For the reasons set forth below, Defendants' Motion to Dismiss is DENIED in part and
GRANTED in part. Defendants' Motion for Partial Summary Judgment is GRANTED.
The following facts are drawn from Plaintiff's Initial Complaint, Amended Complaint, and all relevant attached materials.*fn1
The events underlying Plaintiff's complaints all took place at the Fishkill Correctional Facility.*fn2 Plaintiff claims that he was placed on a one-year confinement hold based on his refusal to take a PPD test while he was incarcerated at Fishkill. (Compl. IV Statement of Claim 8.) Plaintiff states that he refused to take the PPD test because of his religious beliefs. (Compl. IV Statement of Claim 3-4.) Plaintiff insists that his religious beliefs are sincerely held, even though he failed to identify his religion in his Initial Complaint or Amended Complaint, and he failed to explain why his religion prohibits him from taking a PPD test. (Hr'g Tr. 9-11, Aug. 22, 2006.)
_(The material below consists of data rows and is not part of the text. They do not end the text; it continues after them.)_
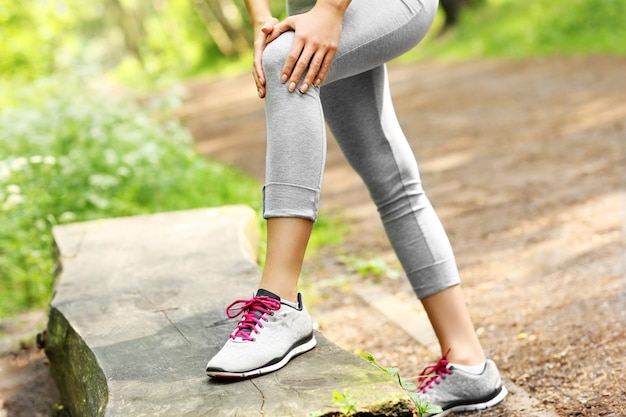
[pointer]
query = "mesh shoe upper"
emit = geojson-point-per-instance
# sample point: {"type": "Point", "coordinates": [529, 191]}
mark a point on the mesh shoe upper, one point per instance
{"type": "Point", "coordinates": [267, 335]}
{"type": "Point", "coordinates": [455, 390]}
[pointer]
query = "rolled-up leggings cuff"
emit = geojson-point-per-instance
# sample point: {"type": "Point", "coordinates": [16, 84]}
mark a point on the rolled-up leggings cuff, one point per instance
{"type": "Point", "coordinates": [434, 278]}
{"type": "Point", "coordinates": [290, 200]}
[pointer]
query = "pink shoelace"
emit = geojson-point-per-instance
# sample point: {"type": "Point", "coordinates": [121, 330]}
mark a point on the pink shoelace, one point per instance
{"type": "Point", "coordinates": [253, 310]}
{"type": "Point", "coordinates": [431, 374]}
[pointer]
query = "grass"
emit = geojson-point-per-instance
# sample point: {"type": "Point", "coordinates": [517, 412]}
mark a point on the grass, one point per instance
{"type": "Point", "coordinates": [520, 29]}
{"type": "Point", "coordinates": [69, 154]}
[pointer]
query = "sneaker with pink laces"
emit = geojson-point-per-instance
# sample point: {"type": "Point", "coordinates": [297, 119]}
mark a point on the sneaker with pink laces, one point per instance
{"type": "Point", "coordinates": [269, 334]}
{"type": "Point", "coordinates": [455, 390]}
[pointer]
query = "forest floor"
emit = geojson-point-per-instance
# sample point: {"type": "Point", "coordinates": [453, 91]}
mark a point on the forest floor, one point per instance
{"type": "Point", "coordinates": [525, 163]}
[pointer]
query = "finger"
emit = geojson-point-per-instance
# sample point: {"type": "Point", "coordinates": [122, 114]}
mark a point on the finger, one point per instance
{"type": "Point", "coordinates": [279, 28]}
{"type": "Point", "coordinates": [295, 64]}
{"type": "Point", "coordinates": [314, 68]}
{"type": "Point", "coordinates": [260, 86]}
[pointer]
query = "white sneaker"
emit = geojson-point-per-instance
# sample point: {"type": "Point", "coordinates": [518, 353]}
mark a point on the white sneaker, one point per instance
{"type": "Point", "coordinates": [456, 391]}
{"type": "Point", "coordinates": [269, 334]}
Plaintiff alleges that on March 23, 2003, he was transferred from the Clinton Correctional Facility to the Fishkill secure housing unit ("SHU"). (Am. Compl. IV Statement of Claim 2.) He alleges that the PPD test was administered on May 8, 2003 (Compl. IV-A 9), and that after he refused the test, he was placed in a confinement cell. (Compl. IV Statement of Claim 8.)*fn3
Plaintiff was subsequently transferred to the Elmira Correctional Facility in early 2004.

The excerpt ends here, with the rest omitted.